Когда началась научно-техническая революция в XX веке, английский писатель Сноу написал о двух культурах, все менее родственных, нашумевшую статью.
Он и назвал ее «Две культуры». Углубляясь в историю, понимаешь, что «ничто не ново под луной». Ведь эта статья Сноу наделала шуму именно потому, что была понята как некое открытие. Раньше была одна культура, а теперь — две.
А они были и раньше.
Но я боюсь, что читатель, особенно молодой, решит, что любая эпоха — это разлом. Нет, существует «гений века», который сообщает эпохам целостность и единство. Этот гений высказывает себя и в том, например, что иногда поэты, живущие в разных странах, не имеющие ничего общего ни в судьбах, ни в характере дарований, все же ощущают мир с одинаковой долей парадоксальности. Сопоставим стихи Петрарки:
с известной «Балладой поэтического состязания в Блуа» Франсуа Вийона:
Петрарка жил в XIV веке, Вийон — в XV. Но в Северную Европу Возрождение вошло с опозданием. Поэтому тот ренессансный дух, который даже в мышлении отнюдь не парадоксального поэта, строгого и величавого поклонника латыни — Петрарки внес долю фантасмагории, — этот дух через столетие по-новому раскрылся у Франсуа Вийона.
При углубленном исследовании самых «эмпирических» текстов Леонардо можно и в них увидеть элементы фантасмагорического видения мира, того видения, которое неизбежно сопутствует человечеству в эпохи великих открытий.
Разумеется, любые «параллельные места» рискованны. Например, соблазнительно сопоставить строки Данте: «Я вижу, мой отец, как на меня несется время, чтоб я в прах свалился» — со строками Мандельштама: «Мне на плечи кидается век-волкодав, но не волк я по крови своей».
Несмотря на то что Мандельштам всю жизнь читал Данте и все сильнее восхищался им, это совпадение, на мой взгляд, чисто случайное: ни в образах обоих поэтов, ни в эпохах, когда они жили, я не усматриваю ничего общего.
Другое дело «параллельные места» у Петрарки и Вийона, у Леонардо и Дюрера, в них ощутим дух времени, «гений века».
Не надо забывать о тетрадях Леонардо. Это особая тема. Ученые и сегодня углубляются в метод его работы не только для того, чтобы познать его, но и для личных «уроков».

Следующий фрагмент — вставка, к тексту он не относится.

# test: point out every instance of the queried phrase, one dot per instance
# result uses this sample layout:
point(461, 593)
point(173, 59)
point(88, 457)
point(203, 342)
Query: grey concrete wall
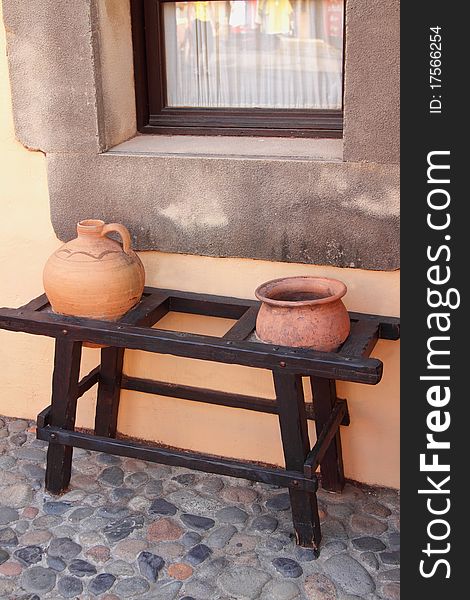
point(71, 74)
point(372, 81)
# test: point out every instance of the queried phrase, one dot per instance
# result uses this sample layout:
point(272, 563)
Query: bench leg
point(296, 446)
point(109, 390)
point(331, 467)
point(63, 410)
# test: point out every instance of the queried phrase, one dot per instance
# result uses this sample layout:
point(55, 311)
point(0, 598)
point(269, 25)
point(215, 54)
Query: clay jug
point(94, 276)
point(305, 312)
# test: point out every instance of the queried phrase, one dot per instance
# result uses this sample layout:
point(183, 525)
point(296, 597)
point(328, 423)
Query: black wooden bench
point(56, 423)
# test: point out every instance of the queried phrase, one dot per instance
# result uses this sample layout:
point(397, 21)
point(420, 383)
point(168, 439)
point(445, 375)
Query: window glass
point(276, 54)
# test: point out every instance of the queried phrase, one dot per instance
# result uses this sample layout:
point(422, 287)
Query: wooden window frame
point(154, 117)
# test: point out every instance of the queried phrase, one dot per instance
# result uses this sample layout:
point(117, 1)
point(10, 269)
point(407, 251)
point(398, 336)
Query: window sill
point(230, 147)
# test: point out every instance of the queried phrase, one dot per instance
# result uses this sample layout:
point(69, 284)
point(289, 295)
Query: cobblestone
point(131, 529)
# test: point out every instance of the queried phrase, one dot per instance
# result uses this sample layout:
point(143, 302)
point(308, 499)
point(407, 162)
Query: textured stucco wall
point(372, 81)
point(73, 96)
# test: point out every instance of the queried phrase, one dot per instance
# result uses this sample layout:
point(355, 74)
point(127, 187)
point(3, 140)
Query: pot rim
point(263, 291)
point(90, 226)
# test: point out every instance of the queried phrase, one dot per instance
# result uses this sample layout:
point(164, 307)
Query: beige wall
point(371, 444)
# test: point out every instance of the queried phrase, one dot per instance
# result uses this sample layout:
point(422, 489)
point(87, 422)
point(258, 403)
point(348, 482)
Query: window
point(245, 67)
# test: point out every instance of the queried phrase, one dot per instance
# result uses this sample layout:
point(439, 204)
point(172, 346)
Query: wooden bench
point(56, 423)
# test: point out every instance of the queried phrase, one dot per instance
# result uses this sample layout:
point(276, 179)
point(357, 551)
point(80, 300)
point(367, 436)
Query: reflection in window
point(254, 54)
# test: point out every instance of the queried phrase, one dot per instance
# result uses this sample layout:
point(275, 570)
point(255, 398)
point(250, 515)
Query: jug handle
point(122, 231)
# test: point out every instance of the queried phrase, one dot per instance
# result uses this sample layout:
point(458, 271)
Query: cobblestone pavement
point(129, 529)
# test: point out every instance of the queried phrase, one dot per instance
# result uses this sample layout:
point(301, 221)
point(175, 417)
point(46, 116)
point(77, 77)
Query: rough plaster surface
point(116, 71)
point(336, 213)
point(50, 52)
point(67, 61)
point(372, 81)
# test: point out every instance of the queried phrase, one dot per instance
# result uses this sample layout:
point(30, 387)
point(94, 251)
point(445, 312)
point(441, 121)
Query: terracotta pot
point(94, 276)
point(305, 312)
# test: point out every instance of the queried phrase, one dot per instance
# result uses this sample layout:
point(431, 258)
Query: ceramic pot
point(94, 276)
point(305, 312)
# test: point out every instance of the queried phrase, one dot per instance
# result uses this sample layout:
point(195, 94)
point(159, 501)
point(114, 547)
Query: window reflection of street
point(254, 53)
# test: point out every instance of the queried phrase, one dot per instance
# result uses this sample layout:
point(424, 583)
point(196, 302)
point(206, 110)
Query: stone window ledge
point(230, 147)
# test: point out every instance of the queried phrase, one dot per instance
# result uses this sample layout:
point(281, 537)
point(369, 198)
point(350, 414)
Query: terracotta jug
point(94, 276)
point(305, 312)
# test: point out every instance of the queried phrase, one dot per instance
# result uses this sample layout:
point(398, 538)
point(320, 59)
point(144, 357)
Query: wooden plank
point(179, 458)
point(42, 420)
point(361, 340)
point(318, 452)
point(186, 392)
point(325, 402)
point(88, 381)
point(149, 310)
point(251, 354)
point(209, 308)
point(244, 326)
point(63, 409)
point(296, 446)
point(36, 304)
point(244, 302)
point(109, 391)
point(389, 327)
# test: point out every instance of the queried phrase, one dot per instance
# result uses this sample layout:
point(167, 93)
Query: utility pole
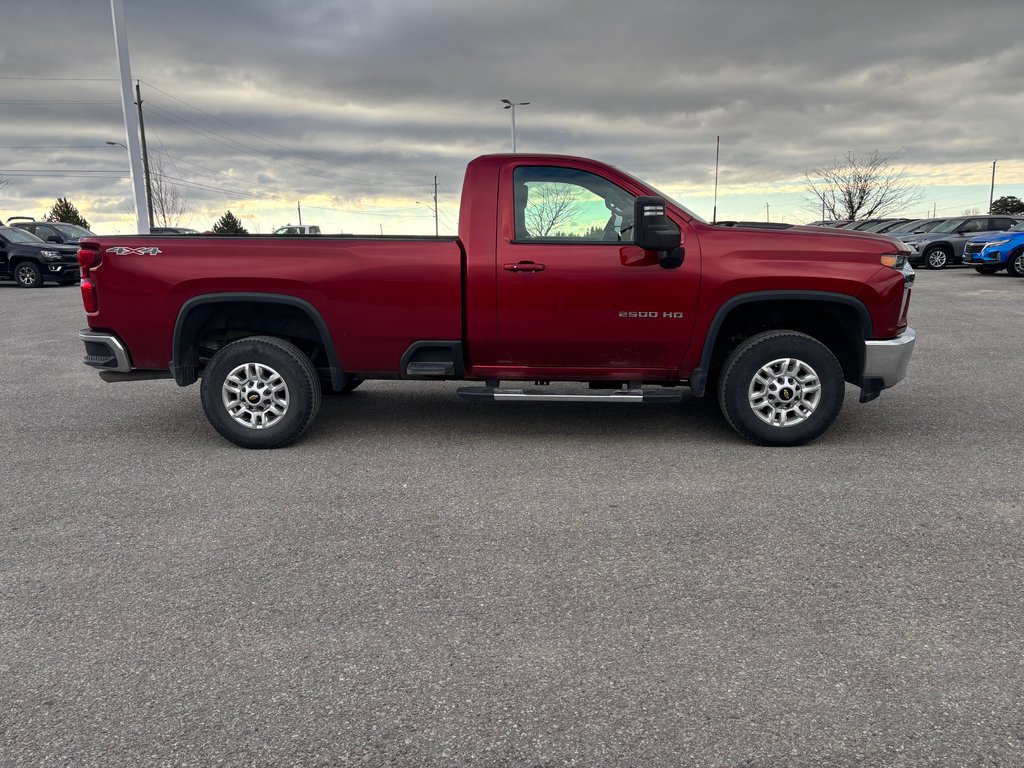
point(131, 130)
point(714, 215)
point(991, 192)
point(145, 155)
point(509, 104)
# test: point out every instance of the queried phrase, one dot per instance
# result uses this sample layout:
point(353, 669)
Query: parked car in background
point(944, 245)
point(990, 253)
point(29, 261)
point(884, 225)
point(51, 231)
point(915, 226)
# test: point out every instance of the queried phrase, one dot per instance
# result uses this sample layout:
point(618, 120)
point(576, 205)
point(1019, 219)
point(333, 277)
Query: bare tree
point(551, 206)
point(171, 206)
point(857, 188)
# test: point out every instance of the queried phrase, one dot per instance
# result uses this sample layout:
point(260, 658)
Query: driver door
point(573, 291)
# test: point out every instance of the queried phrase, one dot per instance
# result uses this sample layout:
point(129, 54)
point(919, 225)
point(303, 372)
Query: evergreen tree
point(1009, 205)
point(229, 224)
point(64, 210)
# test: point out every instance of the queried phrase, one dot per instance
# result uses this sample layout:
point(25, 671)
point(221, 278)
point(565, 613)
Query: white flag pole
point(131, 122)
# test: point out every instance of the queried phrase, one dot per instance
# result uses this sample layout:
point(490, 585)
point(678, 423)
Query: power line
point(275, 143)
point(49, 102)
point(253, 152)
point(69, 80)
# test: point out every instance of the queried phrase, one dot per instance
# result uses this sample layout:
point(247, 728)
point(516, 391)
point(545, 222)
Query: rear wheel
point(28, 274)
point(260, 392)
point(1016, 263)
point(938, 257)
point(781, 388)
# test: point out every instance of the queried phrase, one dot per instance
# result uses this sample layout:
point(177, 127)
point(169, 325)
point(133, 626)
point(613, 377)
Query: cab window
point(565, 205)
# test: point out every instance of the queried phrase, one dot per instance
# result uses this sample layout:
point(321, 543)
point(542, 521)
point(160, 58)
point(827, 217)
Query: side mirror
point(653, 230)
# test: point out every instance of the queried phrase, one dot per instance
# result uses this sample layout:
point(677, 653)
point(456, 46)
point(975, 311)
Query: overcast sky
point(352, 108)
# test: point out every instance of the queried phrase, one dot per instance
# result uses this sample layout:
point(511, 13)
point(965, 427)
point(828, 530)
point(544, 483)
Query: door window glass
point(570, 206)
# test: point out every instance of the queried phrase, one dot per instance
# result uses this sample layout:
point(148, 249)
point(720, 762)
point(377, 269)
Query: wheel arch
point(838, 321)
point(219, 318)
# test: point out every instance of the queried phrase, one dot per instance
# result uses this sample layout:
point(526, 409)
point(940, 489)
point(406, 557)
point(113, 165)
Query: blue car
point(994, 251)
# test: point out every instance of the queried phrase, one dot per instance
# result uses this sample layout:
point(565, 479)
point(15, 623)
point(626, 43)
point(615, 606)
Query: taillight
point(89, 295)
point(89, 260)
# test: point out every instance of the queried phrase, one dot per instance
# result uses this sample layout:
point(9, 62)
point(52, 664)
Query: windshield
point(660, 194)
point(14, 235)
point(927, 226)
point(950, 225)
point(71, 230)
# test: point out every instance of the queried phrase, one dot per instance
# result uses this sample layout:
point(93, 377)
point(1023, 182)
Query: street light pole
point(131, 125)
point(511, 105)
point(991, 192)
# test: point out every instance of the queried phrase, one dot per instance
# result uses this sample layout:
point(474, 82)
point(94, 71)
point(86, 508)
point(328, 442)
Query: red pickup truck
point(565, 269)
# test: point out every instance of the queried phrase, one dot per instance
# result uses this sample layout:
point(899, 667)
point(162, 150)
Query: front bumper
point(991, 258)
point(60, 271)
point(886, 361)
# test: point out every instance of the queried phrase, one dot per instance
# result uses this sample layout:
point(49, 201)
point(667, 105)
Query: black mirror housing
point(653, 230)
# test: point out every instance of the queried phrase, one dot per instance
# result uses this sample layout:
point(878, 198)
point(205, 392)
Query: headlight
point(895, 260)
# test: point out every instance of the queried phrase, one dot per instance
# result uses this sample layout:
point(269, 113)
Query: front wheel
point(28, 274)
point(260, 392)
point(1016, 264)
point(938, 257)
point(781, 388)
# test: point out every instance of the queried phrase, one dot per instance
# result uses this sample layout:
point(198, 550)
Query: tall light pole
point(145, 175)
point(511, 105)
point(714, 215)
point(432, 207)
point(991, 190)
point(131, 124)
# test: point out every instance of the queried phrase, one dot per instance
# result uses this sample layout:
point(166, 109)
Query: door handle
point(523, 266)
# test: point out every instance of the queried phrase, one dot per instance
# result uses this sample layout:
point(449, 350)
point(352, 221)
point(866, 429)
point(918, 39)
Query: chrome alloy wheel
point(784, 392)
point(255, 395)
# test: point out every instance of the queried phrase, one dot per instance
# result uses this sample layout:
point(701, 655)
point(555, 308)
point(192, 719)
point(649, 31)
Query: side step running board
point(539, 395)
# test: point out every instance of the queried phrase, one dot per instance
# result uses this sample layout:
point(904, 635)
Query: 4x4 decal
point(121, 251)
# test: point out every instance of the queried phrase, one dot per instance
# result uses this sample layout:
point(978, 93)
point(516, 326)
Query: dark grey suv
point(50, 231)
point(944, 245)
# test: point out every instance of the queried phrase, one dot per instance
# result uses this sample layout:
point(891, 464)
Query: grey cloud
point(647, 85)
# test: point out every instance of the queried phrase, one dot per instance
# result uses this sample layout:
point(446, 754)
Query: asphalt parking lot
point(423, 581)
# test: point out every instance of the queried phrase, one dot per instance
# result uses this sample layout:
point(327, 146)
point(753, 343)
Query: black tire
point(938, 257)
point(1015, 264)
point(260, 392)
point(28, 274)
point(770, 379)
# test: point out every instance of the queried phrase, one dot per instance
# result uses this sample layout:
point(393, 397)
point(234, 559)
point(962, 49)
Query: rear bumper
point(104, 350)
point(886, 360)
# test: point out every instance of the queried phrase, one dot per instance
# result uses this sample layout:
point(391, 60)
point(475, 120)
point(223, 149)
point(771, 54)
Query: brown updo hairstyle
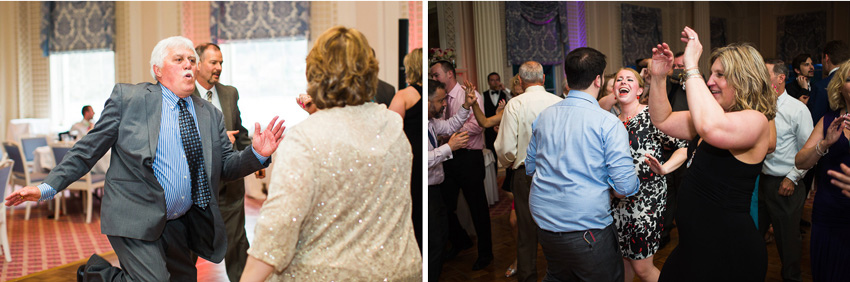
point(413, 67)
point(341, 69)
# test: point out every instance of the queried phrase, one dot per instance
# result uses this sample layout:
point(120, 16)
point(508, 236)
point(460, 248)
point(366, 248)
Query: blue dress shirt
point(170, 166)
point(577, 152)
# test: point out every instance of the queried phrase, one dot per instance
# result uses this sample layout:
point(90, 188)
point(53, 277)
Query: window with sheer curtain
point(79, 78)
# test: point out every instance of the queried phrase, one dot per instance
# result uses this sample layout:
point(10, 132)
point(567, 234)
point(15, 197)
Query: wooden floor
point(504, 251)
point(207, 271)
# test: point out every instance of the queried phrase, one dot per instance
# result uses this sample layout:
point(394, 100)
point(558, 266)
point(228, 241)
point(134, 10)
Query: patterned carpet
point(41, 243)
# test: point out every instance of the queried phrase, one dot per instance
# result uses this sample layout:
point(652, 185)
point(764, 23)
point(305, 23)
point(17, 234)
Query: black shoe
point(81, 271)
point(481, 263)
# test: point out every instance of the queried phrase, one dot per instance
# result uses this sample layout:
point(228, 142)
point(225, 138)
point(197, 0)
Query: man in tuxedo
point(802, 86)
point(231, 196)
point(170, 151)
point(834, 53)
point(492, 96)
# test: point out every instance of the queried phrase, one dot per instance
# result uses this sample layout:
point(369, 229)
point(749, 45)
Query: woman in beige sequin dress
point(339, 205)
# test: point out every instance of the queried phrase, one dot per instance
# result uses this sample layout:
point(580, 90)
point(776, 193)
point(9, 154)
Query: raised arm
point(818, 145)
point(675, 124)
point(740, 130)
point(487, 122)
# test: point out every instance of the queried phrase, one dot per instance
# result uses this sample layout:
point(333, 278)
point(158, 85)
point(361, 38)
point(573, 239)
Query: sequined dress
point(339, 205)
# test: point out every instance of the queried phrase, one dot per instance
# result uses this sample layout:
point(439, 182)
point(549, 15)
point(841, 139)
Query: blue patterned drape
point(641, 31)
point(235, 20)
point(78, 25)
point(801, 33)
point(718, 32)
point(538, 32)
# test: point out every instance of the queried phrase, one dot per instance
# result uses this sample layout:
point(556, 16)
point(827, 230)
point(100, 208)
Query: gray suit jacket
point(228, 96)
point(133, 200)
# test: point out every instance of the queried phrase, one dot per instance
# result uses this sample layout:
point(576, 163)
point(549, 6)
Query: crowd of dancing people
point(589, 172)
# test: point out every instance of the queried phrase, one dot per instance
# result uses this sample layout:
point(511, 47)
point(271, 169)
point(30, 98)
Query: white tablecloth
point(26, 127)
point(43, 160)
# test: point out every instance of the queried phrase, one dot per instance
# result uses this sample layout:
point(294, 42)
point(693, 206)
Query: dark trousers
point(437, 234)
point(165, 259)
point(527, 229)
point(784, 212)
point(232, 204)
point(576, 256)
point(466, 173)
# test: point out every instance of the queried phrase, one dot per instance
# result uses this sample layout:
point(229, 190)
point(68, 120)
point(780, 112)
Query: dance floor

Понять метод его работы от первых беглых записей в тетрадку «у пояса» до более обработанных, систематизированных мыслей и наблюдений в тематической тетради — то же самое, что понять развитие его мысли, его метод углубления в суть вещей от первого «импрессионистического» наблюдения, от беглых, полуслучайных зарисовок с натуры до обобщений, достойных подлинного мыслителя.
Не надо забывать, что для него живопись была как бы «грехопадением», изгнанием из рая, «рая математических наук» — так называл он механику. Он занимался живописью несистематически, как бы нехотя, отрываясь от вещей более важных и значительных.
Он загадочным казался современникам, и, увы, через несколько веков не сумели его полностью отгадать. Нечто ускользающее от понимания, таинственное чувствуется в нем и сегодня, на излете XX столетия, и, может быть, останется навсегда.
И опять наталкиваешься на постоянное несоответствие двух систем миропонимания: художника и ученого. Я уже об этом писал, но не могу не напомнить опять, настолько это существенно для понимания, а может быть, непонимания Леонардо. В науках он часто повторяет, что не надо «желать невозможного», а в живописи все время стремится к невозможному.
Не рождается ли из этого «несоответствия» и тот фантастический реализм его картин, который создает столько версий, загадок, недоумений?
«Опыт, опыт, опыт…» — повторял он в «науках». А в «Джоконде» — опыт чей?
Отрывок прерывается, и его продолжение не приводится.